By the grace of God,’ the king finally announces after hearing both sides, ‘I find myself in favour of the animals, for they have been sorely tested and abused.’ He settles the matter to the mutual satisfaction of both parties, however, after the humans begin to acknowledge the harm that they have inflicted on the animals and the need for them to treat all creatures, including themselves, with loving-kindness. The king allows them to exercise a position of authority over the island, but he warns them to behave responsibly, taking into account the rights of the animals. Only if they cease to trample on the rights of other species can they live up to their function of being vicegerents of God on earth. If they fail to live up to this commitment, he tells them, they will spell their own doom. ‘Should you err,’ he declares, ‘theanimals will begin to disappear, one by one, forever, from the face of the earth; and the air in your settlements and fortresses will become dangerous to breathe […] the seasons will be reversed and your climates turned on end […] the animals you eat will bring sickness and death upon you […] and you will no longer rule the earth.’
A timely warning, that.
This beautiful book raises crucial issues related to the meaning and purpose of human existence, the rights of non-human creatures and the appropriate relationship between human and non–human forms of life. As the noted Islamic scholar Seyyed Hossein Nasr remarks in his Introduction to the book, this remarkable story ‘negates completely that concept of man based on […] pride which enables modern human beings to utilize, dominate and destroy other species always with the pretext of fulfilling so-called human needs, making the rights of man over other creatures absolute.’ Although written around a thousand years ago, the story’s message continues to be of immense relevance in our day, when, as Nasr says, human beings ‘have adopted modes of living totally out of harmony with the natural environment and a way of life based on complete disregard for the life of other creatures, a way of life which has made modern human beings an endangering [….] species.’

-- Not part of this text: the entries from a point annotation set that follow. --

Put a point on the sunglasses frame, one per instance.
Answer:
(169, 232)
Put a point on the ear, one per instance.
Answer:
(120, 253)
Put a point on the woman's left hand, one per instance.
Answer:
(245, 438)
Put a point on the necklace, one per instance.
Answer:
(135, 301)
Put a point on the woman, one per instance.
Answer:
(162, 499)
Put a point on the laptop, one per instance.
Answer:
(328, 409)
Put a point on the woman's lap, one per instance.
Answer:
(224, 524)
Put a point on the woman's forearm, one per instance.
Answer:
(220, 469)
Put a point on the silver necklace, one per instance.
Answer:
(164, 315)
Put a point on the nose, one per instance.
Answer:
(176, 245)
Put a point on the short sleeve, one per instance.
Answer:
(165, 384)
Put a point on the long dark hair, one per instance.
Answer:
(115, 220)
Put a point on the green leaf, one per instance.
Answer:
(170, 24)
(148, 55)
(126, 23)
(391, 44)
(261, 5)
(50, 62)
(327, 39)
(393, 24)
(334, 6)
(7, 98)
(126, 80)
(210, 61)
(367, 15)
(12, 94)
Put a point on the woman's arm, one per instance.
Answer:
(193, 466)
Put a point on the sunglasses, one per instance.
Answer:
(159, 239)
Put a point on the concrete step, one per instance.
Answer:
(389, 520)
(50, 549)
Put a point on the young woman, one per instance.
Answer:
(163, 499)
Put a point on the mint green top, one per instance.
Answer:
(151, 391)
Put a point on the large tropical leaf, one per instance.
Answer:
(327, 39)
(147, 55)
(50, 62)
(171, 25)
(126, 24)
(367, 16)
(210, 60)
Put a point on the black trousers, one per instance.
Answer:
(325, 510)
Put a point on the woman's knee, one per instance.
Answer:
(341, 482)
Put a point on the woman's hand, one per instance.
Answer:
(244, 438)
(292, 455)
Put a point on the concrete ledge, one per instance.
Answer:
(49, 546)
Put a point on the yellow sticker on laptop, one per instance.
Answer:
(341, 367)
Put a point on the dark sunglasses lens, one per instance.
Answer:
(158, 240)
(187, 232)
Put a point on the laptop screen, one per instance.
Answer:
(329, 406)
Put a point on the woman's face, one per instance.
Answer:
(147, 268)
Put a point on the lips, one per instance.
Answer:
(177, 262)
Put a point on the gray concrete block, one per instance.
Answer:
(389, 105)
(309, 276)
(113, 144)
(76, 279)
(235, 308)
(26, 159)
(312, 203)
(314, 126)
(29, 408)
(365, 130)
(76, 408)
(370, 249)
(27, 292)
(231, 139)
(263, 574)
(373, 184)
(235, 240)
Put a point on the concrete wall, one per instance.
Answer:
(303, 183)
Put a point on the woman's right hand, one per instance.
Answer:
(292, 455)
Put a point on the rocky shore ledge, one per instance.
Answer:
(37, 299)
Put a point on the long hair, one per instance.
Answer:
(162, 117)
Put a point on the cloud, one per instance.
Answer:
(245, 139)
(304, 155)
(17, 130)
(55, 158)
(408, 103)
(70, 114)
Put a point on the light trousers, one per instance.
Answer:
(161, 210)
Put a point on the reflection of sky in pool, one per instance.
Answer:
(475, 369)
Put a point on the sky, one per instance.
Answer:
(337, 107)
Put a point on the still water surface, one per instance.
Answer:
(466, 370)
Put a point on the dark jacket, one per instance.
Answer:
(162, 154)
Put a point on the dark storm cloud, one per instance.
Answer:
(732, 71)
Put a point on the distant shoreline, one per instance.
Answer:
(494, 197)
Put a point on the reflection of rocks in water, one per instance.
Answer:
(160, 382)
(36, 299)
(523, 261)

Love and concern for non-human forms of life and for fellow beings of other faiths, persuasions and ethnicities—these are the twin messages of this delightful book. ‘May the multi-faith cooperation that informed the transmission of this tale and the publishing of this version of it,’ the translators of this work pray, ‘inspire people of faith everywhere […] to overcome their theological differences and recognize their overwhelming similarities to work together for the common good of humankind and other living creatures.’ They dedicate this touching story to the ‘hope that the time will come when we humans treat all sentient beings with compassion and respect.’